While her friends were out and about, Catalano was chalking up the hours on the green baize.
She said: "I started to play at Brierley Hill Snooker Club and that was it. I played every single night. I fell in love with it straight away."
Even success on the American pool circuit failed to tempt her away, adding: "I went to America to play pool because the women's game is quite big over there.
"I won the Florida State Championships, which is a big event, and qualified for the US Open. But pool is not for me, I just want to play snooker."
Catalano beat her idol Davis in an exhibition match last year and teamed up with Evans to defeat Shaun Murphy and Mark Selby in a promotional event last month,.
She never felt out of place among male team-mates and opponents, saying: "I have been treated fantastic. I really have.

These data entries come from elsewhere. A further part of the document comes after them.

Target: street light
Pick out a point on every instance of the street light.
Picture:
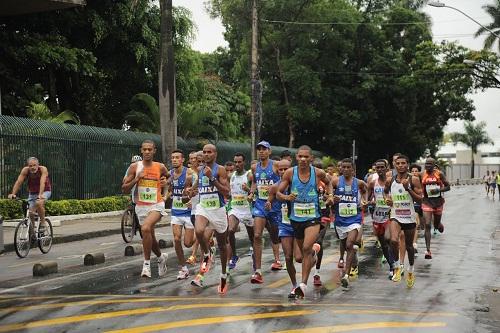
(439, 4)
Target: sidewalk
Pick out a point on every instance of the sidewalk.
(88, 226)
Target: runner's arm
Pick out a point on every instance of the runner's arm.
(221, 182)
(20, 180)
(446, 183)
(284, 184)
(130, 179)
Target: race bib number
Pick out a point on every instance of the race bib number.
(210, 201)
(284, 214)
(433, 190)
(239, 201)
(307, 210)
(148, 191)
(381, 214)
(177, 203)
(263, 192)
(348, 209)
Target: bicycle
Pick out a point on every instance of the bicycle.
(130, 224)
(29, 232)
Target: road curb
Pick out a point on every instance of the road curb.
(44, 268)
(91, 259)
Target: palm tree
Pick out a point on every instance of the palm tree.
(494, 11)
(41, 111)
(474, 136)
(144, 115)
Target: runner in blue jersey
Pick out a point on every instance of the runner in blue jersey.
(211, 214)
(350, 197)
(180, 180)
(265, 174)
(302, 183)
(286, 233)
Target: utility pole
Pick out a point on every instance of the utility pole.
(255, 82)
(166, 83)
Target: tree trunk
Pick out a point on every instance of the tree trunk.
(472, 165)
(291, 129)
(166, 84)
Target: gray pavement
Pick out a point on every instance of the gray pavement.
(456, 291)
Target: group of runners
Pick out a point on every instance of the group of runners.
(295, 204)
(491, 181)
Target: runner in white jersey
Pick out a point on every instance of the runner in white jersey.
(240, 210)
(401, 191)
(381, 212)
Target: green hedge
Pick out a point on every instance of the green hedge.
(11, 209)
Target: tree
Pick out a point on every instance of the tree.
(494, 12)
(474, 136)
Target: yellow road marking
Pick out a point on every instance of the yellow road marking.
(404, 313)
(114, 314)
(365, 326)
(212, 320)
(281, 282)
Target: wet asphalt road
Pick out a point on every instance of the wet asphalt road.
(454, 292)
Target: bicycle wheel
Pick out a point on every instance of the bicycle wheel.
(22, 242)
(127, 225)
(45, 237)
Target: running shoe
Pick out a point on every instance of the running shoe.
(410, 280)
(222, 287)
(397, 274)
(146, 271)
(206, 264)
(300, 291)
(191, 260)
(428, 255)
(162, 264)
(276, 266)
(345, 281)
(317, 280)
(198, 280)
(233, 261)
(183, 274)
(257, 278)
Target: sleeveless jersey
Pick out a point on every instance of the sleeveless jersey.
(34, 182)
(265, 178)
(347, 210)
(208, 194)
(148, 188)
(179, 208)
(305, 207)
(382, 210)
(403, 209)
(430, 183)
(239, 200)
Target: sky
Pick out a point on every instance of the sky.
(448, 24)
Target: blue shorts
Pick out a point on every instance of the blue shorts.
(270, 216)
(285, 230)
(33, 197)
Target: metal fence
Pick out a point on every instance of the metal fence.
(83, 161)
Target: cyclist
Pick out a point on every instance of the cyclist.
(39, 188)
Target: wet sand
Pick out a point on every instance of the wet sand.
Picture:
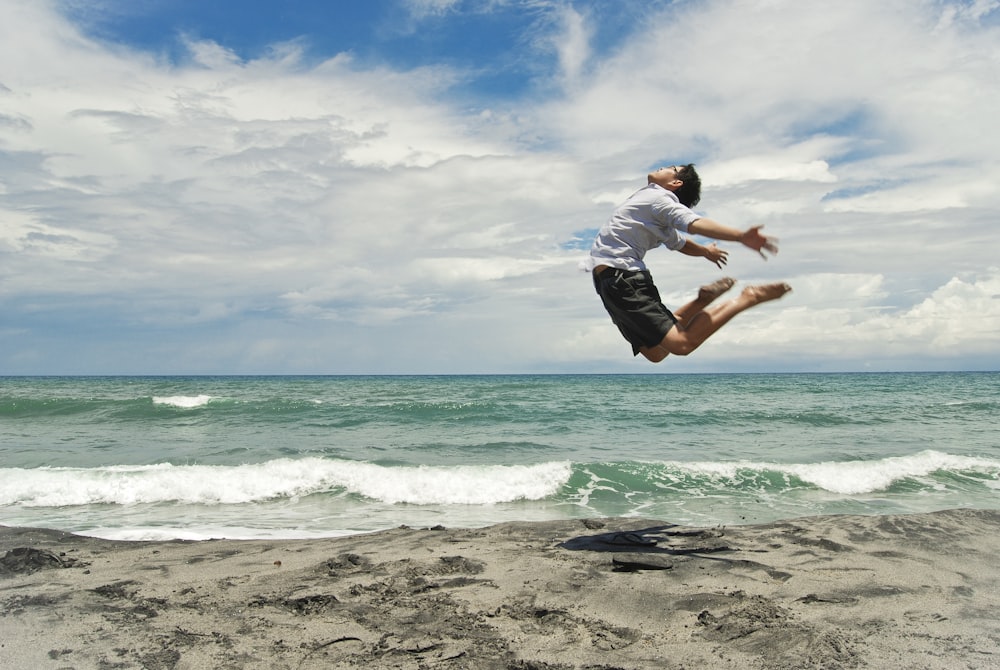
(913, 591)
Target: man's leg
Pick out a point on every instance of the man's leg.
(706, 296)
(687, 336)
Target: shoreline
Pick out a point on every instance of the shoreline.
(916, 590)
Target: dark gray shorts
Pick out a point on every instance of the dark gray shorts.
(634, 304)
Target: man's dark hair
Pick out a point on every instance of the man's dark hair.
(690, 192)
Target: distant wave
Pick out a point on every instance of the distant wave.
(183, 401)
(281, 478)
(479, 485)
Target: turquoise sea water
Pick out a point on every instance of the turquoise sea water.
(242, 457)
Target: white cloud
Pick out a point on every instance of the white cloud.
(331, 217)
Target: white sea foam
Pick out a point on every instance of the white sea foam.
(278, 479)
(183, 401)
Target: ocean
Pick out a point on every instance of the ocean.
(140, 458)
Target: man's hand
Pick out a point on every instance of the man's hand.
(716, 255)
(759, 242)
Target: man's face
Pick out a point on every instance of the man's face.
(665, 177)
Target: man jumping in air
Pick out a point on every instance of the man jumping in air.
(655, 215)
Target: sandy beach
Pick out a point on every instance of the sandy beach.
(913, 591)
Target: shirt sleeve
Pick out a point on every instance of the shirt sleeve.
(668, 211)
(673, 218)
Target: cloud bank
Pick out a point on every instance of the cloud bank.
(295, 213)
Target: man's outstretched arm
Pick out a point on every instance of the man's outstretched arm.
(751, 237)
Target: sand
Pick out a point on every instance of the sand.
(911, 591)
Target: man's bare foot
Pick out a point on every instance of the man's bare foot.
(758, 294)
(710, 292)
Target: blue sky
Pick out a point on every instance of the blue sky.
(409, 186)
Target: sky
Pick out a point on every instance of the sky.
(410, 186)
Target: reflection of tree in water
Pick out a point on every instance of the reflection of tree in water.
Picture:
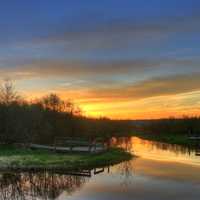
(42, 185)
(128, 144)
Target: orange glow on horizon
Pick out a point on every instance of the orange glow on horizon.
(149, 108)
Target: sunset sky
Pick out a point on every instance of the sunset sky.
(117, 58)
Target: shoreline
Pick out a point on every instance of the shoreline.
(20, 160)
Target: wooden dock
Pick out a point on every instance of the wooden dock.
(72, 145)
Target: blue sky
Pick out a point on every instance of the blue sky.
(101, 53)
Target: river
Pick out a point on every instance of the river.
(159, 171)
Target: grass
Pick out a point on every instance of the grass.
(16, 158)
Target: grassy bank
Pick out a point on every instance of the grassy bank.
(14, 158)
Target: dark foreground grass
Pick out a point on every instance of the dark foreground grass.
(23, 159)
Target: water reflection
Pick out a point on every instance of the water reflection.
(161, 171)
(158, 150)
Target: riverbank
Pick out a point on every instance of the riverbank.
(24, 159)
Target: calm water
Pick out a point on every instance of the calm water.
(161, 171)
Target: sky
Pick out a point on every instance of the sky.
(120, 59)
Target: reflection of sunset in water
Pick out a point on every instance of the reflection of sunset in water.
(157, 150)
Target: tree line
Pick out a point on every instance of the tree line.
(41, 120)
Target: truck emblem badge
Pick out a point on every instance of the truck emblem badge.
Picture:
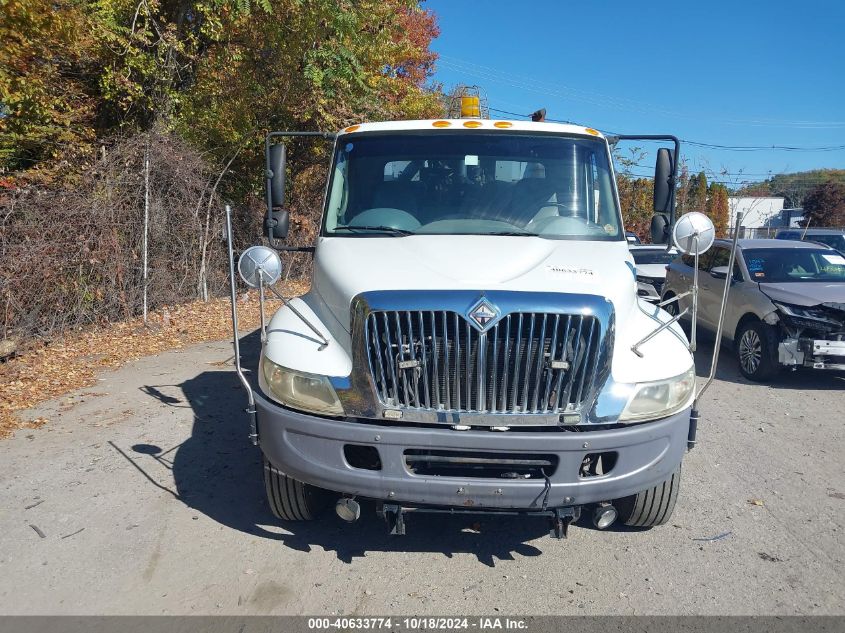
(483, 314)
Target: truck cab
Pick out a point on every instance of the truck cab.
(473, 339)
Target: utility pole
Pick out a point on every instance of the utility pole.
(146, 218)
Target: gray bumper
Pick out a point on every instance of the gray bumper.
(310, 449)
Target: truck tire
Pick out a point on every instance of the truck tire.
(756, 348)
(671, 308)
(650, 507)
(292, 500)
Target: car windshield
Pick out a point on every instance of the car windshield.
(778, 265)
(473, 183)
(831, 239)
(653, 255)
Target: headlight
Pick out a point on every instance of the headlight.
(298, 390)
(803, 312)
(652, 400)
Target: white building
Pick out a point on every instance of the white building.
(757, 213)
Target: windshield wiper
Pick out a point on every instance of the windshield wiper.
(381, 229)
(520, 233)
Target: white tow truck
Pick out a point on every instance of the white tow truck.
(472, 340)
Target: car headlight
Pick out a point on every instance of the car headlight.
(298, 390)
(652, 400)
(802, 312)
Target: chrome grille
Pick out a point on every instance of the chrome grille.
(528, 363)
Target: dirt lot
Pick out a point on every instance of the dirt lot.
(143, 495)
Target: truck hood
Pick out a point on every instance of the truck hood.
(652, 271)
(806, 293)
(347, 266)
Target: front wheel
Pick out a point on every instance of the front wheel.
(756, 351)
(290, 499)
(671, 308)
(650, 507)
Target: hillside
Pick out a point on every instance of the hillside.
(794, 187)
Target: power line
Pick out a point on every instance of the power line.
(603, 100)
(737, 148)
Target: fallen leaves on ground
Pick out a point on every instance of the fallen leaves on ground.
(49, 370)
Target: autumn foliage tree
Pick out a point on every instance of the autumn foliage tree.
(87, 88)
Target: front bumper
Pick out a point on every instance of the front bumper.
(311, 449)
(809, 352)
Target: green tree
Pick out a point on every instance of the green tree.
(697, 195)
(825, 205)
(718, 209)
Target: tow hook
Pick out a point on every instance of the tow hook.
(559, 518)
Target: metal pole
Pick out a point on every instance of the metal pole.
(718, 344)
(261, 304)
(693, 343)
(146, 219)
(253, 435)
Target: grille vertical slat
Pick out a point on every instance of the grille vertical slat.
(400, 355)
(517, 365)
(506, 365)
(585, 369)
(527, 363)
(457, 374)
(563, 357)
(495, 370)
(576, 349)
(424, 348)
(538, 371)
(550, 373)
(447, 403)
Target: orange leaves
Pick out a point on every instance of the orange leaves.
(64, 365)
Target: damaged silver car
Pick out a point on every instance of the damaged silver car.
(786, 306)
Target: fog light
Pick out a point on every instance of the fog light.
(604, 516)
(348, 509)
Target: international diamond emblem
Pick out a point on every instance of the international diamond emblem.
(483, 314)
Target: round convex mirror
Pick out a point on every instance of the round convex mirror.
(693, 232)
(260, 262)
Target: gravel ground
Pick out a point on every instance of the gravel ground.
(143, 496)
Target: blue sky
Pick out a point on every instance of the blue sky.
(737, 74)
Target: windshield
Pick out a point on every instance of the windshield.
(778, 265)
(472, 183)
(653, 256)
(836, 241)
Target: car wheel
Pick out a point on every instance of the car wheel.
(756, 351)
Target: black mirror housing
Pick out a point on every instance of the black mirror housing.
(663, 184)
(659, 228)
(276, 160)
(277, 224)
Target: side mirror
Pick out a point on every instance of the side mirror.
(719, 272)
(659, 228)
(663, 184)
(277, 219)
(276, 160)
(694, 233)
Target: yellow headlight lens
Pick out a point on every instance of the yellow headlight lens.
(652, 400)
(298, 390)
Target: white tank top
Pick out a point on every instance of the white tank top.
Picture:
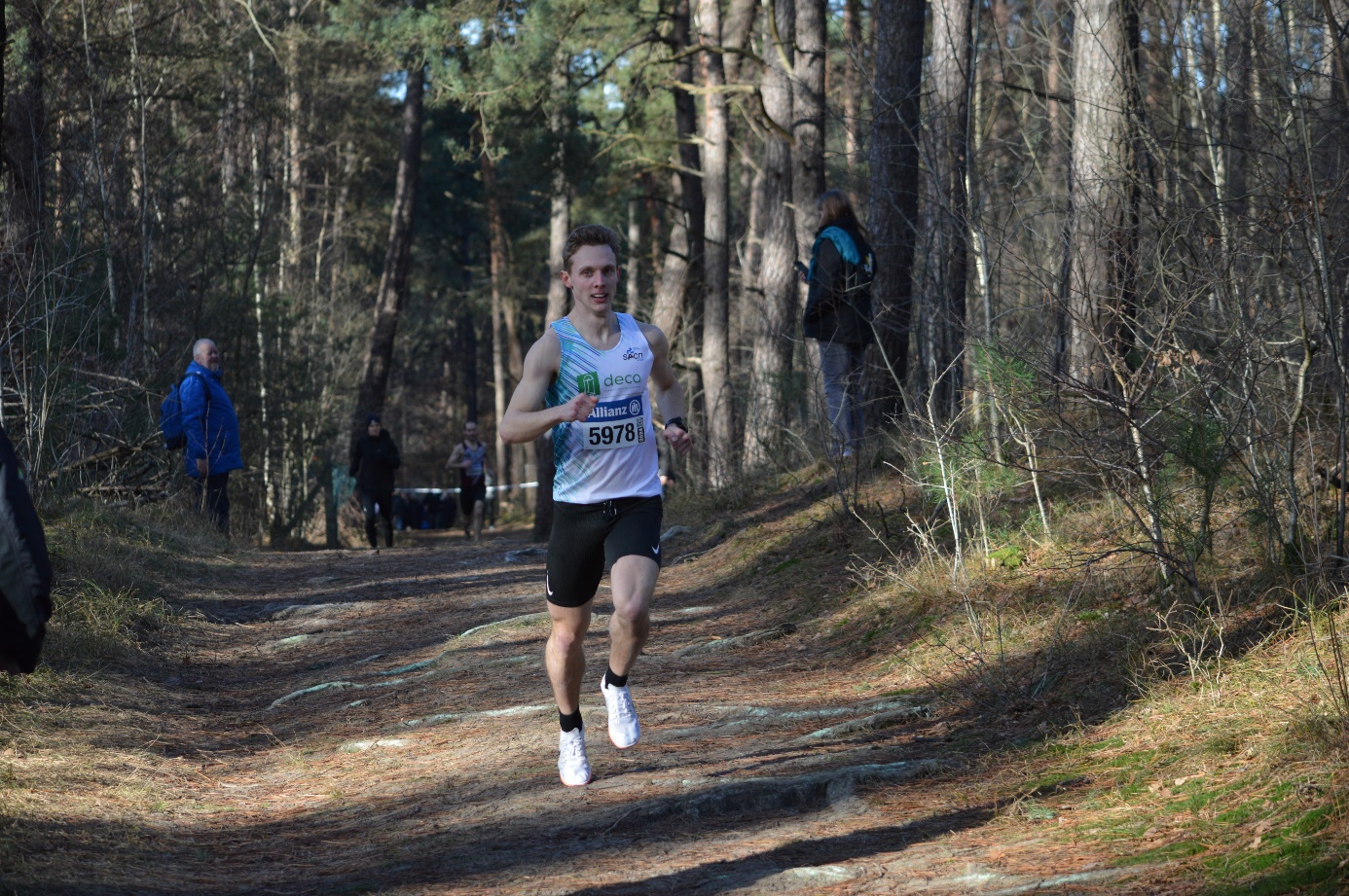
(611, 454)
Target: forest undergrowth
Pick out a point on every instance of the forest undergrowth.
(1096, 699)
(1086, 699)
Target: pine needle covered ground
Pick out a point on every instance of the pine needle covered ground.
(830, 705)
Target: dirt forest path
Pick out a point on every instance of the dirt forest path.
(360, 723)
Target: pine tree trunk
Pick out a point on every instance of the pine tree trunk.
(772, 363)
(942, 310)
(808, 122)
(894, 188)
(633, 269)
(668, 308)
(393, 282)
(560, 206)
(716, 256)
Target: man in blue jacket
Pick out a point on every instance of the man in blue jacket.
(212, 429)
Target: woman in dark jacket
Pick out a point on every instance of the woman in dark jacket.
(838, 313)
(374, 457)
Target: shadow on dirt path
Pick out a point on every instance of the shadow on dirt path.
(360, 723)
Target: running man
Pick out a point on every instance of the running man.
(588, 374)
(470, 457)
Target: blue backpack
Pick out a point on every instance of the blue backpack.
(170, 418)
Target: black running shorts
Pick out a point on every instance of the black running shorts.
(470, 493)
(588, 536)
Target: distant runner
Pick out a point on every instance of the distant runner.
(588, 372)
(470, 457)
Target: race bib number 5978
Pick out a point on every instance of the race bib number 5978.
(612, 424)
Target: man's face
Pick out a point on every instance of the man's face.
(593, 277)
(208, 356)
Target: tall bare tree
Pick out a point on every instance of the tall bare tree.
(944, 205)
(1103, 225)
(772, 326)
(393, 282)
(894, 186)
(716, 254)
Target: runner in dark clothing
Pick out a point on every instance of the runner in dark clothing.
(374, 457)
(470, 457)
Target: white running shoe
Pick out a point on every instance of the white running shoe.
(622, 716)
(572, 764)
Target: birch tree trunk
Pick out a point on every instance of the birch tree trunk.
(772, 360)
(855, 48)
(942, 314)
(894, 186)
(560, 224)
(24, 154)
(808, 120)
(1101, 232)
(496, 262)
(668, 308)
(393, 282)
(678, 298)
(716, 256)
(560, 206)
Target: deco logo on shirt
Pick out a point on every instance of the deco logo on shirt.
(621, 423)
(588, 383)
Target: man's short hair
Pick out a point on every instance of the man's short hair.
(588, 234)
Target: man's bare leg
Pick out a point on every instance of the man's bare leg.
(633, 580)
(565, 655)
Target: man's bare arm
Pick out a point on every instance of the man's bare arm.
(525, 420)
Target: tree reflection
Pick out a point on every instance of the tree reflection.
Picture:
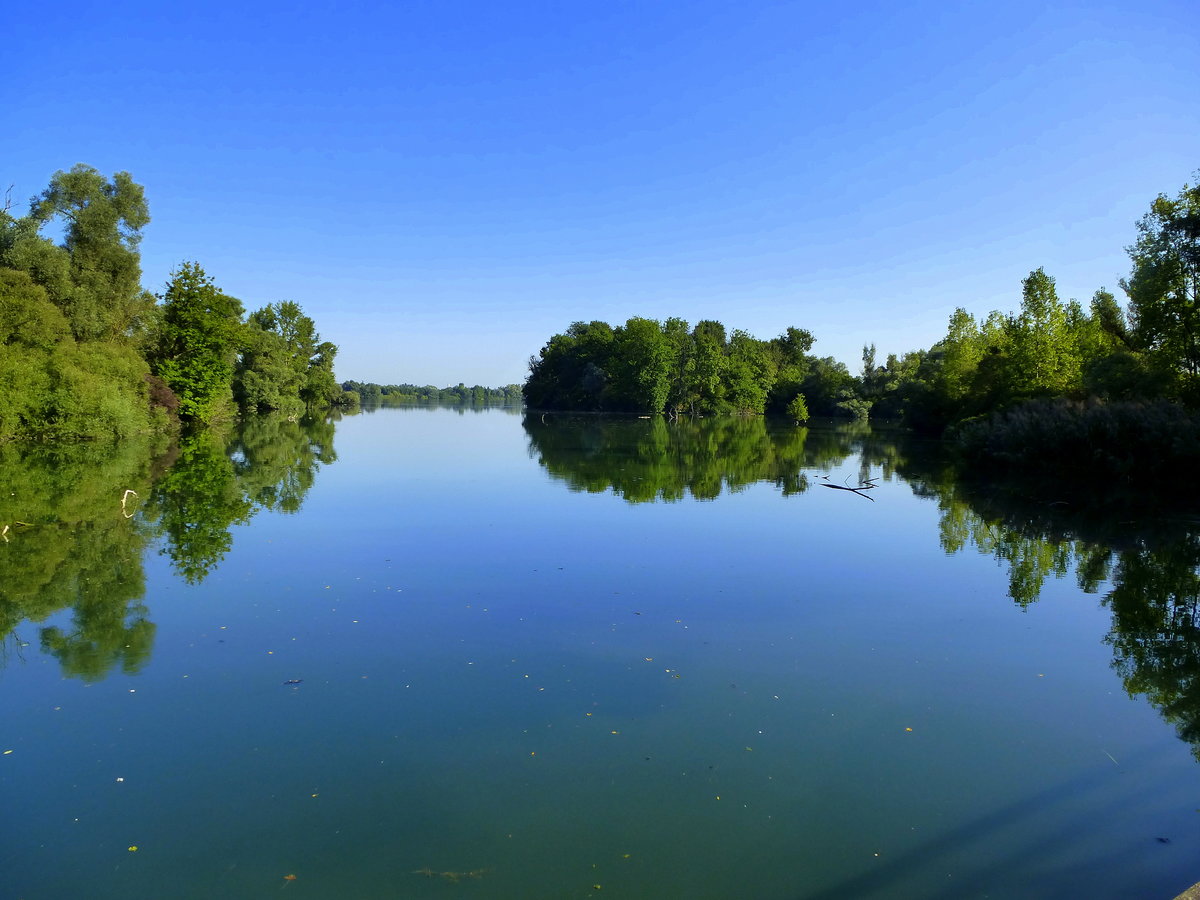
(76, 538)
(70, 545)
(1150, 567)
(646, 460)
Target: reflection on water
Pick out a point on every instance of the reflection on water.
(1147, 569)
(645, 460)
(81, 519)
(453, 660)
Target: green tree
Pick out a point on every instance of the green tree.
(641, 365)
(798, 409)
(1043, 353)
(199, 341)
(99, 288)
(1164, 285)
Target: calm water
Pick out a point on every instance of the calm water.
(444, 654)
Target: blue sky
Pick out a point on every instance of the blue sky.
(444, 185)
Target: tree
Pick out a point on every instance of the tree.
(201, 336)
(102, 297)
(1045, 361)
(798, 409)
(1164, 286)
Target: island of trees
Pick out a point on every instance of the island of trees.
(88, 353)
(1109, 385)
(399, 395)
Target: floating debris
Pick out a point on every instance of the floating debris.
(454, 877)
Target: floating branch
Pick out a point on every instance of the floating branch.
(861, 490)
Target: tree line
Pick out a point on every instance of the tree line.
(372, 395)
(647, 366)
(88, 353)
(1145, 351)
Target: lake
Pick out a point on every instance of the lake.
(433, 653)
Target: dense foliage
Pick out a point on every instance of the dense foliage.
(1110, 369)
(647, 366)
(372, 395)
(87, 353)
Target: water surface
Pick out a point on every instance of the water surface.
(441, 654)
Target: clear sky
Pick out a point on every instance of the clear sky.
(444, 184)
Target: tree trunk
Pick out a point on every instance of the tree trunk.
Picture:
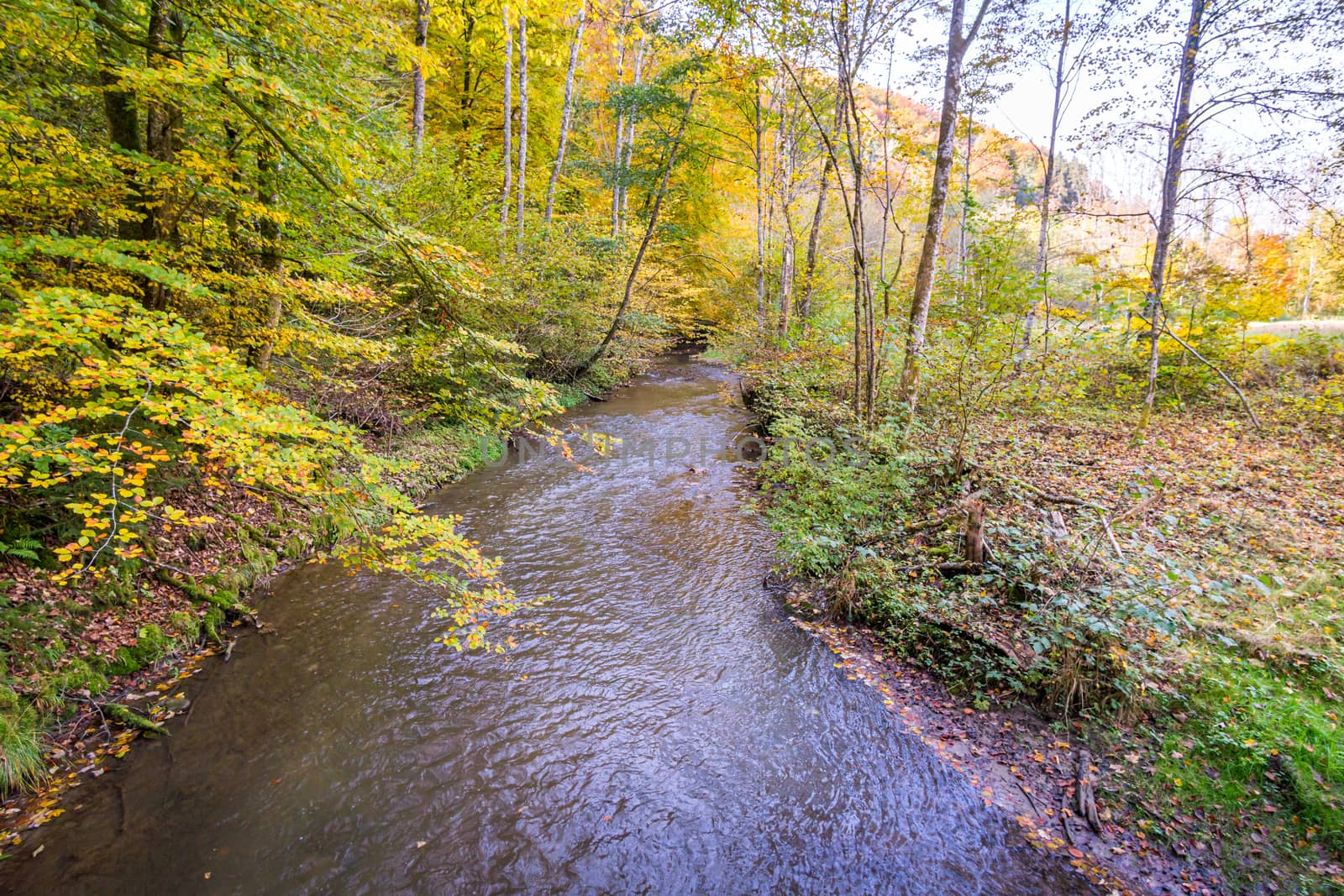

"I suppose it could be difficult when you walk into a place that's full of men and you are the only woman. But I have been treated brilliantly."
A few tips from O'Sullivan helped along the way and the pair are still in regular contact. The former Hillcrest School pupil is named after O'Sullivan's mother.
She said: "We used to practise a lot when I was younger. I used to travel down to London quite a bit. We still keep in touch.
"I laugh when they announce him as 'Ronnie O'Sullivan from Chigwell in Essex' because he was born in Wordsley. He actually lived in the house I am in now for a couple of years. He is a Black Country lad!
"But he is just very special. I would say he is the best ever. I know he causes a bit of controversy now and again, but he is a genius. I don't know any genius that hasn't had some troubles from time to time.
"He is such a perfectionist. I don't think he will be happy until he never misses a ball."
Catalano will be cheering O'Sullivan on at the Crucible, but for now is focused on her own shot at world glory after missing last year's event due to personal reasons.
She said: "I was ranked No.1 in the world at one time and I have been in the final five times. The ambition is still there and I am going to win it one day, definitely."